Com a inspiração de:
Turisas - Prologue for R.R.R. / Rex Regi Rebellis


     Sempre soube que tinha mais do que o simples fascínio pela espada. Sempre soube que tinha uma missão a cumprir, algo suspenso e intermitente que me assombrava todos os dias. Contudo, a cidade rodeava-me de betão, arcadas, passeios poluídos de sons fendidos e o marulhar do rio ao fundo. “Não pertenço aqui.” – Dizia-o muitas vezes, apesar de ser feliz. Ou talvez nunca tivesse sabido ser completamente feliz até àquele dia em que nem eu posso inteiramente explicar o como e o porquê. A minha história pode soar-vos monstruosa, não duvido. Nem peço que acreditem em tudo o que aqui lêem, simplesmente peço que acreditem em mim.
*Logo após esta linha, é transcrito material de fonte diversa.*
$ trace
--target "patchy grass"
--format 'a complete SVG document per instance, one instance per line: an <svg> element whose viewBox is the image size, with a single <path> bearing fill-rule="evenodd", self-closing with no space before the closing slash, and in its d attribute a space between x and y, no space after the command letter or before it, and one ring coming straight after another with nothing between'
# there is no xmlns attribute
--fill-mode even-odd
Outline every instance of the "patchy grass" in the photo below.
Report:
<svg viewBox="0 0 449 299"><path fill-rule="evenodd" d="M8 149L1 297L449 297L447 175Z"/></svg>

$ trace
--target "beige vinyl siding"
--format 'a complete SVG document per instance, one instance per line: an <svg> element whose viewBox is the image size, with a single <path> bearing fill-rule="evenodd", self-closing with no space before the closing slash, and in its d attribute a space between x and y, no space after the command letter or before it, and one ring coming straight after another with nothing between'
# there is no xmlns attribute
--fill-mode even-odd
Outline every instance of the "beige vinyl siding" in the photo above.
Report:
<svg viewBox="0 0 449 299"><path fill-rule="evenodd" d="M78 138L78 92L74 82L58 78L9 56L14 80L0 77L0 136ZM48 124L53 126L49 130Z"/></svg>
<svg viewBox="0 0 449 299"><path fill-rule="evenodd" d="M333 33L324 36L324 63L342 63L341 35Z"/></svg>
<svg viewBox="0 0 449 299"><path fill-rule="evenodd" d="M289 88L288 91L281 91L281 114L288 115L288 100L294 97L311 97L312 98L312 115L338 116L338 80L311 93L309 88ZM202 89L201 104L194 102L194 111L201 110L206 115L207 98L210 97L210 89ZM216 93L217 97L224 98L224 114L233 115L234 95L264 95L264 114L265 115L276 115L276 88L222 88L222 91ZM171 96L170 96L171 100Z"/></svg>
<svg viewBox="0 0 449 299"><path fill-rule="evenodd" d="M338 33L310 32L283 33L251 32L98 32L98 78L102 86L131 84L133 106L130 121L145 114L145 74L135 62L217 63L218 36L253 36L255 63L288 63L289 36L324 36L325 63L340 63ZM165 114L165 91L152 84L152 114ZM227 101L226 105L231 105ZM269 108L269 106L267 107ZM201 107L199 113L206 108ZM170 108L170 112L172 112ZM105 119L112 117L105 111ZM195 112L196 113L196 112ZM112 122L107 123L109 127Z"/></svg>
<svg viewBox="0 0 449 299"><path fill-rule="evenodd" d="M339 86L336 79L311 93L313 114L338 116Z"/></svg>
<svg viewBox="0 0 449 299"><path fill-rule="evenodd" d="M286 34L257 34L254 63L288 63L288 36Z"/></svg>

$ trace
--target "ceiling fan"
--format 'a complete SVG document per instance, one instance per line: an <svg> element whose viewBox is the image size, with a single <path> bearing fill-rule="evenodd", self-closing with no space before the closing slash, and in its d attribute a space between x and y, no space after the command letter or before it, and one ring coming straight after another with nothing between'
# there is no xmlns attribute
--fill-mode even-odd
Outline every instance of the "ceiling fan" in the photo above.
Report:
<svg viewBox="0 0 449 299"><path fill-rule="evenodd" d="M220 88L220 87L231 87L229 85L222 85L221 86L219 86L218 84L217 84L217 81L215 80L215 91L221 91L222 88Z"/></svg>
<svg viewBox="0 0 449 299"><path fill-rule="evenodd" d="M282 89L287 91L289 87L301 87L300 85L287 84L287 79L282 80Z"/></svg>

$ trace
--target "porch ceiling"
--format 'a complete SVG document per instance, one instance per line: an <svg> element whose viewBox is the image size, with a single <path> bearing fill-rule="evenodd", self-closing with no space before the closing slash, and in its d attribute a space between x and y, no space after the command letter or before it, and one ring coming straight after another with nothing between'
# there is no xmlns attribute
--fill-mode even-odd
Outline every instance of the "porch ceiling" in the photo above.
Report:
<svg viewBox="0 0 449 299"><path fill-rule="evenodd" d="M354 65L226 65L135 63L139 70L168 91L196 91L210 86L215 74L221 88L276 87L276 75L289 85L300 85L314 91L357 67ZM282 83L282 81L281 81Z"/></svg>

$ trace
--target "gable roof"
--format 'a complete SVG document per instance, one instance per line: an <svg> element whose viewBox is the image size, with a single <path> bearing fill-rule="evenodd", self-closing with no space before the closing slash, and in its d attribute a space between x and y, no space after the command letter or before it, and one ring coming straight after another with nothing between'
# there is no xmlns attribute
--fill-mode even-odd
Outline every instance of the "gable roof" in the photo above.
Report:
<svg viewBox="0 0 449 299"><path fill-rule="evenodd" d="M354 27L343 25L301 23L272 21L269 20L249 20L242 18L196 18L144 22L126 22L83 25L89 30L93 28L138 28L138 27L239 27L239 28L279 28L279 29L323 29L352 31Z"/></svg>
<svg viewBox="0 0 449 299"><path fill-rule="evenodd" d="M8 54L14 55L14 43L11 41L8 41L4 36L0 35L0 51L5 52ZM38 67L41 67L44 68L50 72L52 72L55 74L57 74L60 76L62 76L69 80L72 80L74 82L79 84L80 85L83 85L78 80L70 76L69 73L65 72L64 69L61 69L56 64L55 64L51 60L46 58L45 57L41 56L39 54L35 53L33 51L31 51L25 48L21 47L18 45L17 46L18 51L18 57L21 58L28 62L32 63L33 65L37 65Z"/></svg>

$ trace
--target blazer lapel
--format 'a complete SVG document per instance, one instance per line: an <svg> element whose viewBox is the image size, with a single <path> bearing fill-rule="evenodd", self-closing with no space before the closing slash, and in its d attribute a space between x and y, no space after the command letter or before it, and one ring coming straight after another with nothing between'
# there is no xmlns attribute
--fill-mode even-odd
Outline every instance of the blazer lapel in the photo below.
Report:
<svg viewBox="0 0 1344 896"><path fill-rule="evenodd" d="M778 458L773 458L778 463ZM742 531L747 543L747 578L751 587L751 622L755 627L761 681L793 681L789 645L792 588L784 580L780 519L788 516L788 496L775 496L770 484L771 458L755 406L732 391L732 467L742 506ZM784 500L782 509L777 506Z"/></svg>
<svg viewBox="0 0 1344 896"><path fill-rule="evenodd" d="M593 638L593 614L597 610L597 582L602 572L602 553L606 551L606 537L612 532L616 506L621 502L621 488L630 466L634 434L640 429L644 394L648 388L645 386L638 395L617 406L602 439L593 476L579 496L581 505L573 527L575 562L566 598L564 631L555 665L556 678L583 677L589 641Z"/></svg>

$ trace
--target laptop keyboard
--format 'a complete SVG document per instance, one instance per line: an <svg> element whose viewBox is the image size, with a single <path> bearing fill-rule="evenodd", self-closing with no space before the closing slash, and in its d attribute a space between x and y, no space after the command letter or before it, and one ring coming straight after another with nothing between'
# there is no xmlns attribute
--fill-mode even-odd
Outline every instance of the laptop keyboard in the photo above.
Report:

   Os meus melhores amigos cresceram comigo, antes da cidade, antes de me ter tornado rodeada pelas arcadas e o marulhar do rio. Lá, onde nasci, onde tudo é verde e cheira às coisas em que ninguém toca, é onde vagueávamos, incansavelmente; a floresta girava suspensa em tons de pinheiros e árvores que respiravam a humidade da terra e das colinas imensas. Era sempre tarde quando voltávamos e voltávamos sempre juntos. Mas naquele dia eu não voltei como os meus amigos, estranhamente, inevitavelmente. Lembro-me de correr. Lembro-me de correr tanto que deixei de sentir os pés sobre as folhas, deixei de sentir as minhas mãos que cortavam o ar húmido do fim de tarde, deixei de sentir os meus lábios que não queriam dizer-me porque raio estava eu a correr. Quando parei já não existia o fim de tarde. Existia uma falésia coberta de negro, a escuridão no fundo que era, para mim, já inevitável. Flautas, tambores. E uma voz. Aquela voz. Olhei para trás, admirei a imensidão da floresta com a qual cresci, como que numa despedida de lágrimas que não se querem chorar. O precipício gritava por mim num eco incalculável. Deixei que os meus olhos se fechassem, aguardando a queda. Devagar, desci, sem abrir os olhos. Senti o ar fresco de tudo aquilo que me parecia que não iria voltar a contemplar. As flautas e os tambores estavam mais perto, aproximavam-se calmamente, a voz sabia o meu nome e eu não me recordo de ter chegado a lado nenhum porque depois de muito tempo, quando eu abri os olhos, eu não era a mesma pessoa no mesmo lugar em que tinha caído, tão profundamente.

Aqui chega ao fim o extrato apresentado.